Register Guidelines E-Books Today's Posts Search

Go Back   MobileRead Forums > E-Book Software > Sigil

Notices

Reply
 
Thread Tools Search this Thread
Old 01-18-2013, 08:43 PM   #1
JSWolf
Resident Curmudgeon
JSWolf ought to be getting tired of karma fortunes by now.JSWolf ought to be getting tired of karma fortunes by now.JSWolf ought to be getting tired of karma fortunes by now.JSWolf ought to be getting tired of karma fortunes by now.JSWolf ought to be getting tired of karma fortunes by now.JSWolf ought to be getting tired of karma fortunes by now.JSWolf ought to be getting tired of karma fortunes by now.JSWolf ought to be getting tired of karma fortunes by now.JSWolf ought to be getting tired of karma fortunes by now.JSWolf ought to be getting tired of karma fortunes by now.JSWolf ought to be getting tired of karma fortunes by now.
 
JSWolf's Avatar
 
Posts: 73,938
Karma: 128903250
Join Date: Nov 2006
Location: Roslindale, Massachusetts
Device: Kobo Libra 2, Kobo Aura H2O, PRS-650, PRS-T1, nook STR, PW3
Regex and span

Let's say we have the following in a line...

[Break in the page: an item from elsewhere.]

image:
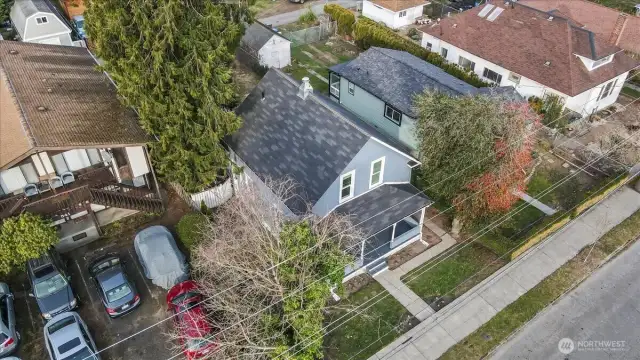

<p>This is just plain text. <span class="bold">This is supposed to be bold text.</span> This is just text. <span class="italics">This is supposed to be italics</span>. This is just more text.</p>

So how would I create regex that would select the just text inside the first or second span?
JSWolf is offline   Reply With Quote
Old 01-18-2013, 09:22 PM   #2
Perkin
Guru
Perkin calls his or her ebook reader Vera.Perkin calls his or her ebook reader Vera.Perkin calls his or her ebook reader Vera.Perkin calls his or her ebook reader Vera.Perkin calls his or her ebook reader Vera.Perkin calls his or her ebook reader Vera.Perkin calls his or her ebook reader Vera.Perkin calls his or her ebook reader Vera.Perkin calls his or her ebook reader Vera.Perkin calls his or her ebook reader Vera.Perkin calls his or her ebook reader Vera.
 
Perkin's Avatar
 
Posts: 655
Karma: 64171
Join Date: Sep 2010
Location: Kent, England, Sol 3, ZZ9 plural Z Alpha
Device: Sony PRS-300, Kobo Aura HD, iPad (Marvin)
My regex fu must be on the blink.
This regex search should work, but it's not working in Sigil, does work in EditPad though, so perhaps it's a problem with the regex engine?

Code:
(?<=<span\sclass="(bold|italics)">)(.+?)(?=</span>)
The group that stores the text will be \2 (not the usual \1 - which here will be the bold|italics class)

Is that any use?

EDIT: This works in Sigil (with your example).
Search for
Code:
(?<=">)(.+?)(?=</)

Last edited by Perkin; 01-18-2013 at 09:28 PM.
Perkin is offline   Reply With Quote
Advert
Old 01-19-2013, 02:06 PM   #3
ElMiko
Addict
ElMiko actually enjoys Vogon poetry.ElMiko actually enjoys Vogon poetry.ElMiko actually enjoys Vogon poetry.ElMiko actually enjoys Vogon poetry.ElMiko actually enjoys Vogon poetry.ElMiko actually enjoys Vogon poetry.ElMiko actually enjoys Vogon poetry.ElMiko actually enjoys Vogon poetry.ElMiko actually enjoys Vogon poetry.ElMiko actually enjoys Vogon poetry.ElMiko actually enjoys Vogon poetry.
 
ElMiko's Avatar
 
Posts: 320
Karma: 56788
Join Date: Jun 2011
Device: Kindle
Like Perkins, i'm a little befuddled as to the technical reason why the first search fails (It's a problem i've wrestled with before). It's got something to do with a conflict between the "or" symbol and the parentheses. But as I say, the nitty gritty of the regex issue escapes me. In order to achieve the matching result intended by Perkins original search, you need to restate each span in its entirety:
Code:
(?<=span class="italics">|span class="bold">)(.*?)(?=</span)
@JSWolf—All that being said, your question is unclear. Are you looking for a search that will match either span or both spans? And if it's the latter, the above regex will do the trick. If it's the former, it will be too greedy, and you obviously have to limit the look-behind to the desired span class. Also, are you just looking to match "bold" and "italics" spans, or are you trying to match all spans? if the latter, then you may want to use:
Code:
<span[^>]*>(.*?)</span>
note that this search will (unlike the lookbehind searches) include the span code itself, as well as the text that it is modifying.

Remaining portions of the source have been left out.